Next we do a little preprocessing of the training and test data.  The images are composed of 1 byte per pixel, each byte being a number from 0 to 255.  We divide the arrays by 255 to make each pixel go from 0 to 1.  We also have to "flatten" the images, to change their shape from 28 x 28 to 1 x 784.  

In [0]:
# convert the integer pixel values to floats
x_train = x_train / 255.0
x_test = x_test / 255.0

# reshape the images to be 2-D tensors of 1 x 784 pixels
x_train = x_train.reshape([-1, 1, 784])
x_test = x_test.reshape([-1, 1, 784])

Now we define the neural network itself.  The network is a simple function that takes the inputs X as argument.  It computes the input to each neuron by multiplying the inputs times the weights and adding the biases.  Then it applies the "softmax" activation function to the inputs, to compute the output for each of the 10 neurons.  The softmax function enforces the sum of the outputs to be equal to 1, and it makes the high outputs higher and the low outputs lower, which helps the network "make a choice" between the 10 different digits.
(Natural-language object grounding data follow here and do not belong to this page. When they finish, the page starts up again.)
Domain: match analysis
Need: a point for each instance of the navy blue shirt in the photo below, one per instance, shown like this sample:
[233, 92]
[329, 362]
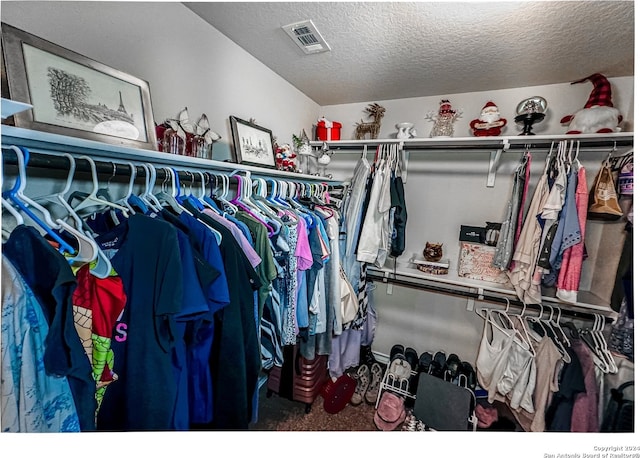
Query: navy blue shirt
[49, 275]
[146, 256]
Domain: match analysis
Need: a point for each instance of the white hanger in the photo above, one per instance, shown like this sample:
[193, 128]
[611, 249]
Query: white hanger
[15, 213]
[125, 200]
[147, 196]
[169, 198]
[608, 357]
[554, 335]
[17, 196]
[92, 199]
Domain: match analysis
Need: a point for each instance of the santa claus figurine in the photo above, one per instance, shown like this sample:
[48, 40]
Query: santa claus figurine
[598, 115]
[489, 123]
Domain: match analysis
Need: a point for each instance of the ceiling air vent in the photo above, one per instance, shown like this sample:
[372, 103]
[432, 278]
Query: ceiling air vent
[307, 37]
The method returns the outputs, a Tensor of 10 elements.

![two layer MNIST network](https://drive.google.com/file/d/1q9h9e0jhSCLrfr4Z4HZVnQbhIZcdWhTL/view?usp=sharing)

In [0]:
# The neural network
def neural_network(X):
  Inputs = tf.matmul(X, W) + b
  Y = tf.nn.softmax(Inputs)
  return Y

The loss function is the same sum of squares function we have seen before.

In [0]:
# The loss function
def loss(Y, Y_l):
  return tf.reduce_sum(tf.square(Y - Y_l))

Here is the training loop.

In [0]:
num_epochs = 1
learning_rate = 0.01

# the outer training loop:  repeat for num_epochs
for e in range(num_epochs):

    # the inner training loop: train on one image and label from the data set
    for image, label in zip(x_train, y_train):

        # convert the image and label to tensors
        X = tf.Variable(image, dtype=tf.float32)
        Y_l = tf.Variable(label, dtype=tf.float32)        

        # we wrap this 'with' statement around the next two lines, to tell 
        # TensorFlow to auto-compute the gradients
        with tf.GradientTape() as tape:
            # now get the output of the neural net
            Y = neural_network(X, W, b)

            # compute the loss function 
            current_loss = loss(Y, Y_l)

        # compute the gradients of the weights and biases with respect to the
        # loss function
        dW, db = tape.gradient(current_loss, [W, b])

        # update the weights and biases, by multiplying the gradients by the
        # learning rate
        W.assign(W + learning_rate * dW)
        b.assign(b + learning_rate * db)

        print(current_loss.numpy())